Starring Jean-Claude Van Damme. In English and French with English subtitles. Rated PG. Opens Friday, November 14, at the Cinemark Tinseltown
Whether or not action can be art and if actors should be required (or even allowed) to act are the core subjects of JCVD, an exercise in meta-cinema posited—with considerable success—by the Belgian philosopher Jean-Claude Van Damme.
Here, the former Muscles from Brussels plays a burned-out action star called Jean-Claude Van Damme, newly returned to his hometown after flaming out in several straight-to-video flicks and losing a bitter custody battle for his California daughter. People keep ragging on him for bringing John Woo to Hollywood and getting dumped, plus losing his latest role to Steven Seagal. (“But he agreed to cut his ponytail,” he explains, feebly.)
More immediately, JCVD is broke and needs to stop at a post office on the way in from the airport to pick up a wire transfer. Wrong post office. What’s the chance that the place would be in the midst of a robbery run by a psychopath (Norbert Rutili) who looks just like John Cazale in Dog Day Afternoon?

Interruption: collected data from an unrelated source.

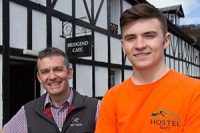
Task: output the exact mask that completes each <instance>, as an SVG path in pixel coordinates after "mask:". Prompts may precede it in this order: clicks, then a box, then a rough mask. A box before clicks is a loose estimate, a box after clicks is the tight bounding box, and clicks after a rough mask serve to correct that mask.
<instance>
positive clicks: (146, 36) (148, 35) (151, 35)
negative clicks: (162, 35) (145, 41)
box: [146, 35, 155, 39]
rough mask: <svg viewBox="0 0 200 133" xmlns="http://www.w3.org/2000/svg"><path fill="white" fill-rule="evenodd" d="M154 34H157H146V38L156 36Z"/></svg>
mask: <svg viewBox="0 0 200 133" xmlns="http://www.w3.org/2000/svg"><path fill="white" fill-rule="evenodd" d="M154 36H155V35H146V38H149V39H151V38H154Z"/></svg>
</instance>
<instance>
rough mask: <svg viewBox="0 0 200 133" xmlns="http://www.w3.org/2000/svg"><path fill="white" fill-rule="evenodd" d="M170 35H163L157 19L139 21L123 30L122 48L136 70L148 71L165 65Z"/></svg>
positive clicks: (135, 21)
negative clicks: (164, 54)
mask: <svg viewBox="0 0 200 133" xmlns="http://www.w3.org/2000/svg"><path fill="white" fill-rule="evenodd" d="M169 42H170V35H169V33H167V34H166V35H163V32H162V29H161V25H160V22H159V21H158V20H157V19H154V18H151V19H139V20H137V21H134V22H130V23H128V24H127V25H125V26H124V27H123V29H122V39H121V43H122V47H123V50H124V52H125V54H126V55H127V57H128V59H129V60H130V62H131V63H132V65H133V69H135V70H147V69H149V68H153V67H159V66H161V65H163V63H164V49H165V48H167V47H168V45H169Z"/></svg>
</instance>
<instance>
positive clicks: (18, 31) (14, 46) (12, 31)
mask: <svg viewBox="0 0 200 133" xmlns="http://www.w3.org/2000/svg"><path fill="white" fill-rule="evenodd" d="M10 47H13V48H22V49H24V48H27V8H26V7H24V6H20V5H19V4H15V3H13V2H10Z"/></svg>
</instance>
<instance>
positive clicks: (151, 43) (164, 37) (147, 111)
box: [95, 4, 200, 133]
mask: <svg viewBox="0 0 200 133" xmlns="http://www.w3.org/2000/svg"><path fill="white" fill-rule="evenodd" d="M120 26H121V31H122V39H121V44H122V48H123V50H124V53H125V54H126V55H127V57H128V59H129V61H130V62H131V64H132V68H133V75H132V76H131V77H130V78H129V79H127V80H126V81H124V82H123V83H121V84H119V85H117V86H115V87H113V88H111V89H110V90H108V92H107V93H106V94H105V96H104V98H103V100H102V103H101V106H100V111H99V116H98V119H97V126H96V131H95V133H200V81H199V80H197V79H192V78H190V77H187V76H185V75H182V74H180V73H178V72H175V71H174V70H172V69H169V68H168V67H167V66H166V65H165V62H164V49H166V48H167V47H168V45H169V43H170V34H169V33H168V32H167V22H166V18H165V17H164V16H163V14H162V13H161V12H160V11H159V10H158V9H156V8H154V7H152V6H150V5H147V4H138V5H135V6H133V7H132V8H130V9H128V10H126V11H125V12H123V13H122V16H121V18H120Z"/></svg>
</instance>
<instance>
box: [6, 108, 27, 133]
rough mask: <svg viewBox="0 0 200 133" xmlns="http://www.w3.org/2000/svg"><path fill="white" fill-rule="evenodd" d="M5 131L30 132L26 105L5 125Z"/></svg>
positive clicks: (8, 131) (13, 132)
mask: <svg viewBox="0 0 200 133" xmlns="http://www.w3.org/2000/svg"><path fill="white" fill-rule="evenodd" d="M3 133H28V131H27V120H26V115H25V110H24V106H22V107H21V109H20V110H19V111H18V112H17V113H16V114H15V115H14V116H13V117H12V118H11V120H10V121H8V123H6V124H5V125H4V127H3Z"/></svg>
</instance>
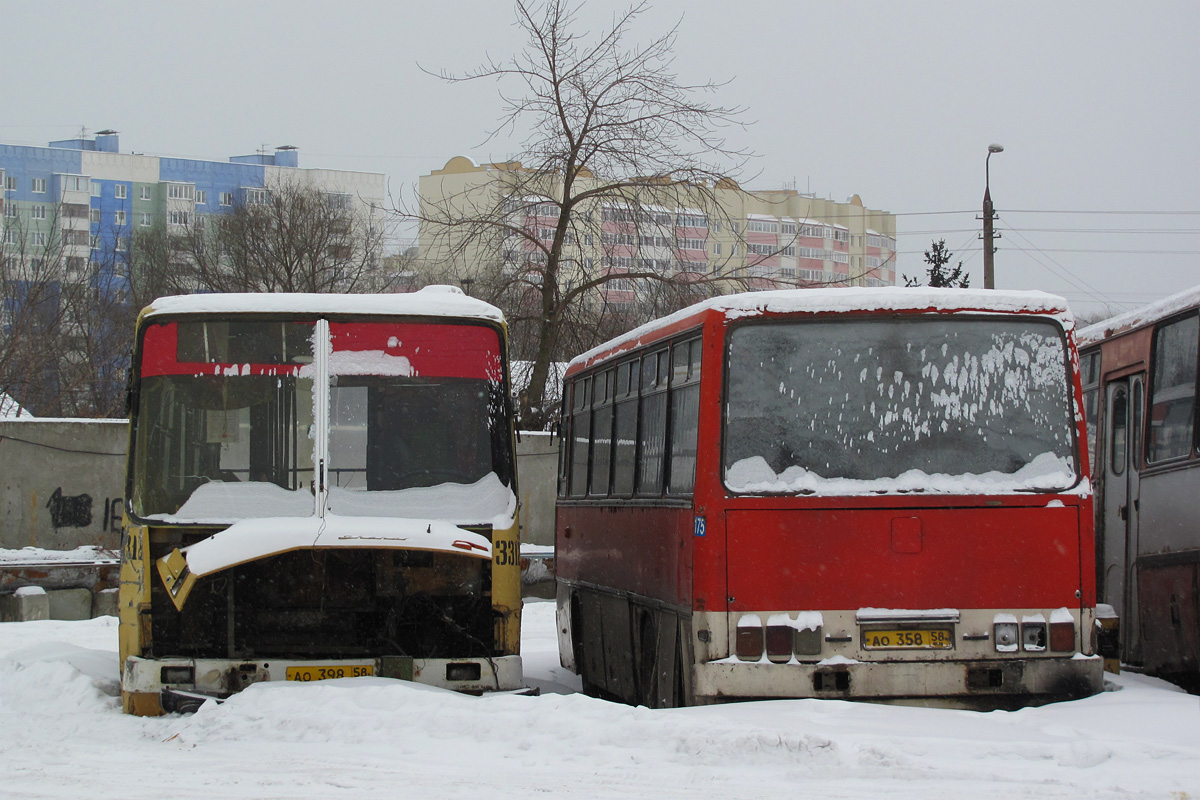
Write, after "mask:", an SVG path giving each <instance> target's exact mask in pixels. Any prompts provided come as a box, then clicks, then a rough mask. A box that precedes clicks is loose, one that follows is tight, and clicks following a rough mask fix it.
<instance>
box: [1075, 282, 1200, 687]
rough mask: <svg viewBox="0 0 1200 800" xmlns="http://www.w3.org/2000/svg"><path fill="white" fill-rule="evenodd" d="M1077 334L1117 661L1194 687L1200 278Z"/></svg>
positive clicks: (1101, 556)
mask: <svg viewBox="0 0 1200 800" xmlns="http://www.w3.org/2000/svg"><path fill="white" fill-rule="evenodd" d="M1079 342H1080V353H1081V359H1082V367H1084V368H1082V373H1084V402H1085V405H1086V414H1087V434H1088V447H1090V452H1092V453H1096V456H1094V459H1093V461H1094V462H1096V463H1093V464H1092V471H1093V474H1094V475H1096V543H1097V559H1096V560H1097V589H1098V595H1099V600H1100V602H1103V603H1108V604H1110V606H1112V608H1114V610H1115V612H1116V614H1117V616H1118V618H1120V620H1121V622H1120V634H1118V638H1120V643H1118V648H1117V649H1118V652H1120V656H1121V660H1122V661H1124V662H1126V663H1128V664H1132V666H1135V667H1139V668H1141V669H1145V670H1146V672H1150V673H1153V674H1157V675H1162V676H1163V678H1168V679H1170V680H1174V681H1176V682H1178V684H1181V685H1183V686H1186V687H1188V688H1189V690H1190V691H1200V590H1198V585H1200V438H1198V429H1200V426H1198V425H1196V395H1198V385H1196V384H1198V375H1200V368H1198V357H1200V356H1198V350H1200V287H1195V288H1192V289H1188V290H1187V291H1182V293H1180V294H1176V295H1172V296H1170V297H1166V299H1164V300H1162V301H1159V302H1157V303H1152V305H1150V306H1146V307H1145V308H1140V309H1138V311H1134V312H1130V313H1128V314H1122V315H1120V317H1115V318H1112V319H1110V320H1106V321H1103V323H1099V324H1097V325H1092V326H1091V327H1087V329H1084V330H1082V331H1080V335H1079Z"/></svg>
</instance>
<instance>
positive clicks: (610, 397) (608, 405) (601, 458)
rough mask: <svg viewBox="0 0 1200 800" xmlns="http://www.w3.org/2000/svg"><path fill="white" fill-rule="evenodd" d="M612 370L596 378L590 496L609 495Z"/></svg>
mask: <svg viewBox="0 0 1200 800" xmlns="http://www.w3.org/2000/svg"><path fill="white" fill-rule="evenodd" d="M612 389H613V380H612V369H605V371H604V372H601V373H599V374H598V375H596V377H595V390H594V395H595V397H594V398H593V409H594V410H593V411H592V485H590V486H589V487H588V494H589V495H593V497H606V495H607V494H608V469H610V467H611V464H612Z"/></svg>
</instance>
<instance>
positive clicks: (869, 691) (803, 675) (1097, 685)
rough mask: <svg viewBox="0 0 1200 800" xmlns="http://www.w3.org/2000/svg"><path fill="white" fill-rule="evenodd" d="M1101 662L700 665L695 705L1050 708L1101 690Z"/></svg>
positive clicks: (951, 662)
mask: <svg viewBox="0 0 1200 800" xmlns="http://www.w3.org/2000/svg"><path fill="white" fill-rule="evenodd" d="M1103 675H1104V669H1103V660H1102V658H1100V657H1098V656H1080V655H1076V656H1073V657H1063V658H1056V657H1042V658H1012V660H998V658H997V660H986V661H923V662H914V661H872V662H865V661H850V660H838V661H834V662H826V663H797V662H794V661H793V662H790V663H772V662H769V661H766V660H763V661H758V662H742V661H737V660H732V658H725V660H721V661H712V662H707V663H700V664H696V668H695V675H694V686H695V694H696V699H697V700H698V702H702V703H703V702H719V700H722V699H757V698H805V697H814V698H834V699H864V700H887V699H904V698H914V699H928V698H949V699H955V700H960V702H965V703H966V704H970V703H971V700H973V699H979V700H985V699H989V698H991V699H1001V698H1010V699H1014V700H1015V699H1022V698H1027V699H1028V700H1030V702H1033V703H1045V702H1054V700H1062V699H1073V698H1079V697H1087V696H1090V694H1094V693H1097V692H1099V691H1100V690H1102V688H1103V686H1104V678H1103Z"/></svg>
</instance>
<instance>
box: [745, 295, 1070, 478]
mask: <svg viewBox="0 0 1200 800" xmlns="http://www.w3.org/2000/svg"><path fill="white" fill-rule="evenodd" d="M728 359H730V368H728V401H727V408H726V415H727V417H726V440H725V443H726V446H725V458H726V461H725V464H726V474H725V480H726V485H727V486H728V487H730V488H731V489H733V491H736V492H745V493H772V492H788V493H796V492H800V493H821V494H854V493H869V492H944V493H990V492H996V491H1050V489H1062V488H1067V487H1069V486H1072V485H1073V483H1074V482H1075V480H1076V477H1075V471H1076V470H1075V444H1074V426H1073V419H1074V417H1073V414H1072V413H1070V408H1072V402H1070V381H1069V380H1068V374H1069V373H1068V371H1067V365H1068V361H1067V353H1066V344H1064V337H1063V333H1062V327H1061V326H1060V325H1058V324H1057V323H1054V321H1051V320H1048V319H1033V320H1031V319H1028V318H1024V319H1013V318H1009V319H1004V318H997V317H989V318H970V317H964V315H954V317H922V318H916V319H913V318H908V319H888V318H874V319H870V320H864V319H862V318H859V319H857V320H846V319H840V320H833V321H830V320H812V321H799V323H768V324H748V325H743V326H740V327H737V329H734V330H733V331H732V332H731V336H730V345H728Z"/></svg>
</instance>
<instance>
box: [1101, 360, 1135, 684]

Like JCVD, JCVD is not for everybody. The film is, by turns, fun, tedious, brutal, and smart. Personally, I hate hostage dramas, just for starters. But it’s hard to resist the feel of this thing. An orchestral score subtly mocks high-toned thrillers, and the colour-drained imagery, courtesy of French director Mabrouk El Mechri and well-named cinematographer Pierre-Yves Bastard, manages to invoke film noir, faded ’70s exploitation flicks, and graphic-novel starkness.
Best of all, the aging action star delivers a key soliloquy you would never expect from him—in a single, fixed-camera take, no less. Hey, Arnold, been to the movies lately?